The last time Sonia Cruz saw her 14-year-old son, was just a few days after Christmas, December 2022. He walked out onto the street at 8 p.m. in their small town in northern Mexico going to meet his girlfriend, but he was dragged into a black truck that sped away.

Five months later, Jose Luis Martinez Cruz is among more than 112,000 names on Mexico’s list of disappeared people.

“Not knowing where your child is, it’s like this horrible hopelessness — knowing that someone took him and you can’t do anything about it,” Cruz said on Wednesday, March 10th. “You make yourself sick, you get up, you cry, you don’t eat. The pain never stops.”

With the hope of finding her son dwindling, Cruz joined with hundreds of other parents whose children are missing to march through Mexico City demanding answers as the country observed Dia de la Madre — Mother’s Day.

As violence deepens and disappearances grow more common in Mexico, the day brings little more than anguish for mothers like Cruz.

So far this year, 4,145 people have been reported as disappeared, according to government figures. While researchers and activists say the real number is likely far larger, the figure represents a more than 20% increase from the same period last year.

It underscores the rising levels of violence in Mexico amid increasingly violent power struggles among warring drug cartels and other criminal groups.

Shortly before the march, President Andrés Manuel López Obrador sent out a message of “affectionate congratulations to all the mothers in our country.”

He listed teachers, journalists, grandparents, Indigenous women, laborers, businesswomen, and more. But the president, who has repeatedly played down rates of violence in Mexico, did not once mention the mothers of the disappeared, who have gained a spotlight in recent years amid their calls for justice.

During the demonstration, Cruz carried a photo of her smiling son in a clean white button-down shirt. Underneath his photo, a sign read: “We miss you love. Together until we find them.”

He had dreams, she said quietly. He wanted to study engineering.

Hundreds of others walked past rows of similar photos and signs. “Where are our children?” they chanted.

“I’m not scared anymore. If (the cartels) want to do something to me, they can do it,” Cruz said. “They completely strip our fear away. Nothing matters to us anymore. The only thing that matters is finding our children.”

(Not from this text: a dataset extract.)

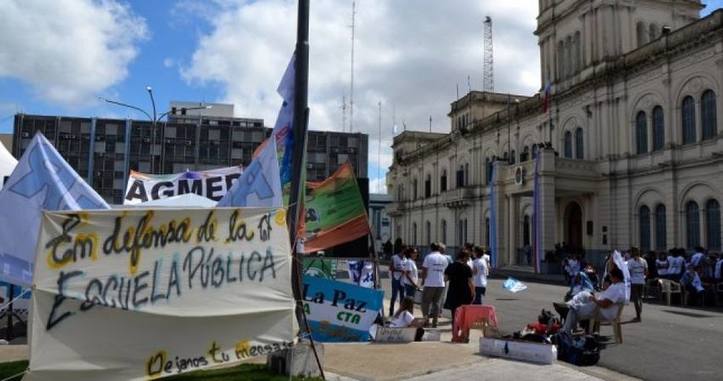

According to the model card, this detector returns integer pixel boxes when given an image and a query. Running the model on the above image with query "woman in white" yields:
[472,246,490,304]
[402,247,419,300]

Compounding the bloodshed is a lack of punishment for those responsible as the government does little to investigate such disappearances, said Janice Gallagher, a professor at Rutgers University-Newark who is writing a book about the families of Mexico’s disappeared.

Mothers like Cruz are often the ones who take authorities to task and even take up investigating their children’s disappearances, and likely slayings.

“The cost to people who commit disappearances is basically close to zero,” Gallagher said. “These mothers know that if they don’t do anything, then the state won’t do anything. … They are the only ones moving things forward.”